ProductImpactTool.org

Human-technology relations down to earth

Steven Dorrestijn, Saxion University of Applied Sciences
Wouter Eggink, University of Twente

Key words: Earth; Human-Technology Relations; Product Impact Tool

In the context of the environmental crisis and the Anthropocene the connections of us humans and our technical culture to earth/nature must be recognized as very important. After the technological flight of modernity it is time to land again, “down to earth”, so Bruno Latour. The shared challenge of design and philosophy is to find a new balance for nature, humans and technology.

Contemporary approaches in philosophy of technology have been framing technology as a quasi-natural condition of human existence. This comes to the fore in an exemplary way in the (otherwise very interesting) work of Dutch artist-philosopher Koen van Mensvoort. Humans produce a technosphere which finally becomes natural: technology as “next nature”. Does this mean an advanced understanding of technical mediation and the natural, or rather a forgetting of nature?

Thus, the present-day call for preservation of the earth against damaging technology is paradoxically complicated by the concurrent philosophical questioning of what nature and culture are.

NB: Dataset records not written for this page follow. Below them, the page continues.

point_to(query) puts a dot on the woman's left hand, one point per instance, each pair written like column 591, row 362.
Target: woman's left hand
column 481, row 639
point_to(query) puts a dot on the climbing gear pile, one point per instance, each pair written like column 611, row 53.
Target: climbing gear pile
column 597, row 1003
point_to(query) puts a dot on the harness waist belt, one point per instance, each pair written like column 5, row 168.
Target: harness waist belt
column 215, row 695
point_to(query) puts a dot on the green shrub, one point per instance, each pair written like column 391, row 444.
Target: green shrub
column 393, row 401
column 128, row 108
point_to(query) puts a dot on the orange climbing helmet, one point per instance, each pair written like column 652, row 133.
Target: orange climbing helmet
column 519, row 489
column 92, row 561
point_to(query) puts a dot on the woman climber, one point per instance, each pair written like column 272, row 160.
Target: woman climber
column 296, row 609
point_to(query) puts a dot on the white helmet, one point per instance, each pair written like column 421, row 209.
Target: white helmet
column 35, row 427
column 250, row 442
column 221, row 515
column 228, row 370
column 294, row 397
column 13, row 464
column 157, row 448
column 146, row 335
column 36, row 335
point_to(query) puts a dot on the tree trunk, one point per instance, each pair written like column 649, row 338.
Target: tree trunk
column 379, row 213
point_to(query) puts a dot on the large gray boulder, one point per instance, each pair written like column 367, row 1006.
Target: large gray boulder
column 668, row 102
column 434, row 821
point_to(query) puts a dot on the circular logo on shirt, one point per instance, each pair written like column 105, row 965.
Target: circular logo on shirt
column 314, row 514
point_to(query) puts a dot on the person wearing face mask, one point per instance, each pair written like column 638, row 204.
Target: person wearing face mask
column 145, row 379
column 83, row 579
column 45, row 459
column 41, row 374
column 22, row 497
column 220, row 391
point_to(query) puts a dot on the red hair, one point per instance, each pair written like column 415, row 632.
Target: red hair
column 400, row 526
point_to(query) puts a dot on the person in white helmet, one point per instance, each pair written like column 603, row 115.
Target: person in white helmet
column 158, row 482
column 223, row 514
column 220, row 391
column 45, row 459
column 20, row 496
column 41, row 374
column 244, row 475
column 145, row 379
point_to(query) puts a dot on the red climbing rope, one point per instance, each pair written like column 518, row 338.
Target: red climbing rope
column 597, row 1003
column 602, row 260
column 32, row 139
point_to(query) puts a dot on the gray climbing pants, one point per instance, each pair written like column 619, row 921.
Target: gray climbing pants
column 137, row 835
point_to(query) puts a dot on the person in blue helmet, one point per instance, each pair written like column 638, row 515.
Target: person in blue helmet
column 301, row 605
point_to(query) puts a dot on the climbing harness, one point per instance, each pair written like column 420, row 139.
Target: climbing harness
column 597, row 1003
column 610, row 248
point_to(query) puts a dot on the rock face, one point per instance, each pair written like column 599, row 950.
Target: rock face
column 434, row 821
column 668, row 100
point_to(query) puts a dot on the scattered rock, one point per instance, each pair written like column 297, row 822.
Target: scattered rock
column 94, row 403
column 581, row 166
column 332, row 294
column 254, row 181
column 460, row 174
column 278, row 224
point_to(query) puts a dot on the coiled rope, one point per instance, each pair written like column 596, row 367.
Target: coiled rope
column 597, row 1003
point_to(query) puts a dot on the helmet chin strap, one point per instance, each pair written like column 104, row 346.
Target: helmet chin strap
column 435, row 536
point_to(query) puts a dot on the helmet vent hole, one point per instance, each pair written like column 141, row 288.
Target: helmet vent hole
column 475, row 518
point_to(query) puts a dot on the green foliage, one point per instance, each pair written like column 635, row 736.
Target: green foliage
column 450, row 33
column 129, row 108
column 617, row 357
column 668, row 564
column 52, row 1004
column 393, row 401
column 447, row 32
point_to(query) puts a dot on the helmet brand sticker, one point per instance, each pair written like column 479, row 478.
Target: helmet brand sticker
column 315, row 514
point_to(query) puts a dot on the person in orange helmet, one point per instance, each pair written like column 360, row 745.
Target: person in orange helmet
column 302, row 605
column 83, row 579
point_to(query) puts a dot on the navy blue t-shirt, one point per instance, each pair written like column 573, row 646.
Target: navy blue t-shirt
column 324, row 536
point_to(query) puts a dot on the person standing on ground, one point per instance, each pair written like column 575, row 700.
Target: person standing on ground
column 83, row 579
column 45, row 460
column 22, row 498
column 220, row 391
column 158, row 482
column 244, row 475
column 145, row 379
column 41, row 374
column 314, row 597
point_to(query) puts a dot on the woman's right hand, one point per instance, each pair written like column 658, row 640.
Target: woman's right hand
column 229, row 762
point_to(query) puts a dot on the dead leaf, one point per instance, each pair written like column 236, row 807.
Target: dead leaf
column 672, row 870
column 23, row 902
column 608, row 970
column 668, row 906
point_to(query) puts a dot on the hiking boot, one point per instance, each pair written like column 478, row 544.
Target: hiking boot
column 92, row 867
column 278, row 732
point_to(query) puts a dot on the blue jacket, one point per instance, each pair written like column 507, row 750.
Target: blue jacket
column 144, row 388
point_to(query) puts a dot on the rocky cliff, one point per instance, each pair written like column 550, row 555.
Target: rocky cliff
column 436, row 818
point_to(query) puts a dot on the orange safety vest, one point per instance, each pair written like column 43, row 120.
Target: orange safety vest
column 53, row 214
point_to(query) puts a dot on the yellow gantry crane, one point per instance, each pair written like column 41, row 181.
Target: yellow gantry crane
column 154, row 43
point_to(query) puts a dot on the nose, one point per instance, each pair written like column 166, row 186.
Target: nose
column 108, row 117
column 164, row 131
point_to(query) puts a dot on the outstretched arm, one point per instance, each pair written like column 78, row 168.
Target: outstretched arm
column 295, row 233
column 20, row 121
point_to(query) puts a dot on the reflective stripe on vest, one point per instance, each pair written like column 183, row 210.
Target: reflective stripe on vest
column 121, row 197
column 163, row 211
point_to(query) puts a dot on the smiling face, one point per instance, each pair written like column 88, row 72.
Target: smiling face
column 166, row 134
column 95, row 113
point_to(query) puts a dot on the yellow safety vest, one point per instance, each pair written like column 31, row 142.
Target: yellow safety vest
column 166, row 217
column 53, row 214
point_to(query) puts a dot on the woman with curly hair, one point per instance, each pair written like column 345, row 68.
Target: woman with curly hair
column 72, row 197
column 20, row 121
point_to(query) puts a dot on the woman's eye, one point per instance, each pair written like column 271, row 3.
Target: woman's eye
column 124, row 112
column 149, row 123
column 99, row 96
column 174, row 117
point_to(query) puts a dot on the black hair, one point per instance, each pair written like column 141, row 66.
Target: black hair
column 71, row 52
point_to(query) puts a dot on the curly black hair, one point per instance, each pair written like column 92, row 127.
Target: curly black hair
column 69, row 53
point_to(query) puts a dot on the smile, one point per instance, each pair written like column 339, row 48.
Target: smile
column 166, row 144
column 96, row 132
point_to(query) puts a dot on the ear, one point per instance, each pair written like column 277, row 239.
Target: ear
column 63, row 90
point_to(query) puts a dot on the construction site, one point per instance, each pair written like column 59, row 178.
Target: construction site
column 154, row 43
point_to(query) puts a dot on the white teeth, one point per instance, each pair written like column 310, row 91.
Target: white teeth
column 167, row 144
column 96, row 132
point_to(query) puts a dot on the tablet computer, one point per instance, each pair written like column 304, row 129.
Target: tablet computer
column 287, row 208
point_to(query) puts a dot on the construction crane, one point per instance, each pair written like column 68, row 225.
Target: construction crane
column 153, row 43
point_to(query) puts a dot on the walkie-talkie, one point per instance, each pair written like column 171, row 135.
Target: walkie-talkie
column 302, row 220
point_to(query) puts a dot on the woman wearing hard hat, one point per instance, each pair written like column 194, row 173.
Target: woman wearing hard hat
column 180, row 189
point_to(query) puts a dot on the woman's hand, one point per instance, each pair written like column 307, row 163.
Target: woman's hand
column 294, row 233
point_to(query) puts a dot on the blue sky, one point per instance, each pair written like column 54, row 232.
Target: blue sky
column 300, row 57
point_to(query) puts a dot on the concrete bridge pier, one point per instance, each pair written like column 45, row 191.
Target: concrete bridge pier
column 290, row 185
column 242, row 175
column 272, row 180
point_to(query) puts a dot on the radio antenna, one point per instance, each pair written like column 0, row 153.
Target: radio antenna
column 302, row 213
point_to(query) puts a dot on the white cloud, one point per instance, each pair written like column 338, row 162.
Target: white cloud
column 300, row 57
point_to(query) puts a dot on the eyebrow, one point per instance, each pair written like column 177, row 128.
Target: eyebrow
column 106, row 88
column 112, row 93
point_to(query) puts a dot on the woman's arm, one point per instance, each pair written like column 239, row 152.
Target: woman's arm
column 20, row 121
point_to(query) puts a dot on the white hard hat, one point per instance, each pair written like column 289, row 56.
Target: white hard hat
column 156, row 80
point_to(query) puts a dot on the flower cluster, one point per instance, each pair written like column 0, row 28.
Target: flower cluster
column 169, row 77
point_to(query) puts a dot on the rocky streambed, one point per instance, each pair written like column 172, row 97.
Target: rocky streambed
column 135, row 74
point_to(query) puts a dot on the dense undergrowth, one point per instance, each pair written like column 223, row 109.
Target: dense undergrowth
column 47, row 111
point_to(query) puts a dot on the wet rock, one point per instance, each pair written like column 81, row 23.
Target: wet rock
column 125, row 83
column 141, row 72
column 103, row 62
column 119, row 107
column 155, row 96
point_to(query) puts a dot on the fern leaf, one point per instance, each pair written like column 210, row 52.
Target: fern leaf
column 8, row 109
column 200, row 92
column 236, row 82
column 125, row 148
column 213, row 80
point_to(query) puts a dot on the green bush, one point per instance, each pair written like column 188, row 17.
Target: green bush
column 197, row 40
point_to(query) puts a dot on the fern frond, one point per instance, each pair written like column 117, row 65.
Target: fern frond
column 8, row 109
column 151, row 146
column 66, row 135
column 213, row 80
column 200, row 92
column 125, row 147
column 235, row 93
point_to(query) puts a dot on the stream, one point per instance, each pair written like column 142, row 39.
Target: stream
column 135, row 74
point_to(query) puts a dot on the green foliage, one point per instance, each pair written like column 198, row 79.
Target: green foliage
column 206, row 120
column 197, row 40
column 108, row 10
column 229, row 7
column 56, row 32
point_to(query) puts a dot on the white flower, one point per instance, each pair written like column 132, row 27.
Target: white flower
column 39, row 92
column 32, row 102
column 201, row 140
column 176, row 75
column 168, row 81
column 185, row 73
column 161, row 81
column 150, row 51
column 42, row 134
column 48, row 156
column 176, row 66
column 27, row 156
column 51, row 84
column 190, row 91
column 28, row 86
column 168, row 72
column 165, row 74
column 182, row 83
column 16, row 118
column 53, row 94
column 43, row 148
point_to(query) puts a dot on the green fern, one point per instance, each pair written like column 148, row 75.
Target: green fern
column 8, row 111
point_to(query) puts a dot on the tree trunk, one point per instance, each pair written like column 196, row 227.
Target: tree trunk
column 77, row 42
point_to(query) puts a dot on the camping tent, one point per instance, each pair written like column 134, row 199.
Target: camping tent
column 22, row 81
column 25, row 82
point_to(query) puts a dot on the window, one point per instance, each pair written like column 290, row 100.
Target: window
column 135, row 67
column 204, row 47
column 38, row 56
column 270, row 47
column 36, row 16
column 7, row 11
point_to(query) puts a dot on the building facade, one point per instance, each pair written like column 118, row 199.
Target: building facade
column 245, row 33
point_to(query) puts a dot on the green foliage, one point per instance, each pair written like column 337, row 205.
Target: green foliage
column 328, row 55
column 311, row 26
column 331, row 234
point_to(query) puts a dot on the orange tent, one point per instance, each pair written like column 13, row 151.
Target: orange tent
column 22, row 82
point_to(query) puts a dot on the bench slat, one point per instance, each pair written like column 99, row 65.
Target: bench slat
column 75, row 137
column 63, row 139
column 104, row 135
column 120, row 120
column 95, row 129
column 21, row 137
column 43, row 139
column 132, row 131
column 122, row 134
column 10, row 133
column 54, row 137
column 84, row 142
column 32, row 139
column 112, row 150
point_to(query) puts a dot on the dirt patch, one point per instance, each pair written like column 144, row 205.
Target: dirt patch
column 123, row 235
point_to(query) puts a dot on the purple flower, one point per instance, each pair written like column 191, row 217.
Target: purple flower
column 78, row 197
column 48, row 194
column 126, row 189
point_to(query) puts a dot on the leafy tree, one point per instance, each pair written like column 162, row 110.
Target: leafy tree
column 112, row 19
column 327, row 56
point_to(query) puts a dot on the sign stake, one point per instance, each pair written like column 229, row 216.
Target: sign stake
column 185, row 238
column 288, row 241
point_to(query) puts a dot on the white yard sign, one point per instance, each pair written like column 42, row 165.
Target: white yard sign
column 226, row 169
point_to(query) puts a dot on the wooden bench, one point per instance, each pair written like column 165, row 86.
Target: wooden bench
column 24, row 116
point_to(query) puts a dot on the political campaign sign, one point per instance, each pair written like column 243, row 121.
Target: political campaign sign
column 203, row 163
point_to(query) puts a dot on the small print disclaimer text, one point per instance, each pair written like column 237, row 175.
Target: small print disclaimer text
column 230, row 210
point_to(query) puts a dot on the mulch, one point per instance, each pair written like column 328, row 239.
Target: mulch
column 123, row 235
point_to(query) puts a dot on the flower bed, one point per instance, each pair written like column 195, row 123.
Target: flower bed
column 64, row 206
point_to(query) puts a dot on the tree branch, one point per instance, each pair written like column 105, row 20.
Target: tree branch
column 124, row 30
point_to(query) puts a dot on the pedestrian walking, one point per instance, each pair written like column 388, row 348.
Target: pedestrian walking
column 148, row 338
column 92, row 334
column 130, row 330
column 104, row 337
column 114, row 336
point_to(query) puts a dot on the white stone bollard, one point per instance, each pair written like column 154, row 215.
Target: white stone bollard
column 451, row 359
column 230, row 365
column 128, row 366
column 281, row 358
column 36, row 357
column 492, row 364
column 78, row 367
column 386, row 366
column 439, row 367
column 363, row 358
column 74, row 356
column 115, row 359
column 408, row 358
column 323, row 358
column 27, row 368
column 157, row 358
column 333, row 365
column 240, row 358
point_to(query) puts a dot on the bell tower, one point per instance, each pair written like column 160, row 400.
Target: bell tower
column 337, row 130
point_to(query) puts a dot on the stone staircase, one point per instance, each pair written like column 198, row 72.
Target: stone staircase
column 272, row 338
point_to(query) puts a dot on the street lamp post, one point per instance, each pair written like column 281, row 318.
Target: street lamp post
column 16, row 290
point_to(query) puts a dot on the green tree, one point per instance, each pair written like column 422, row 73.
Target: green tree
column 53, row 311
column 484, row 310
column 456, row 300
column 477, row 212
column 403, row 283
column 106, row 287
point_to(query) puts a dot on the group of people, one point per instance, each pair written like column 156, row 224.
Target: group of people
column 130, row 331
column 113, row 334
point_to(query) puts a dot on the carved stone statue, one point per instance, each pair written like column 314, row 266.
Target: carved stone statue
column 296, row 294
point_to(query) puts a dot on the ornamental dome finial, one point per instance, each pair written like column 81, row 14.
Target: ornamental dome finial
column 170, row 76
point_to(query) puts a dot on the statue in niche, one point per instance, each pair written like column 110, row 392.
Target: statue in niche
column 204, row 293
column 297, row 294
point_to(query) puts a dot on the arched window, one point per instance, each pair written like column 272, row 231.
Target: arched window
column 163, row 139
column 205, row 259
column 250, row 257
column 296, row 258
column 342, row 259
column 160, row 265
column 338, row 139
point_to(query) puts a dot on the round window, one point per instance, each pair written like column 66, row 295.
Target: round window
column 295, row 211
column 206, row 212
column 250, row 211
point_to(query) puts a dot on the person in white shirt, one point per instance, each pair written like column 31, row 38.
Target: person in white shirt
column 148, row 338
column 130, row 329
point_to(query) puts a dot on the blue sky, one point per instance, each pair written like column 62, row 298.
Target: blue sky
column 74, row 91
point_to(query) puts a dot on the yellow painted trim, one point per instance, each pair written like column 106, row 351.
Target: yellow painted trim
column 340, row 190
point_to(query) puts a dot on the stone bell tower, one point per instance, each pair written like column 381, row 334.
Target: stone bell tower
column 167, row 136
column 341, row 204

Therefore the challenge for current approaches of technical mediation is to avert such a forgetting of nature, and remain attached down to earth.

As a contribution to this task we will reconsider the place of earth/nature in our own “Product Impact Tool” as well as in the foundational postphenomenological framework of “human-technology-world relations”. How can earth/nature be explicitly added to these frameworks? We will discuss our exploration of models to embed humans and technology in nature.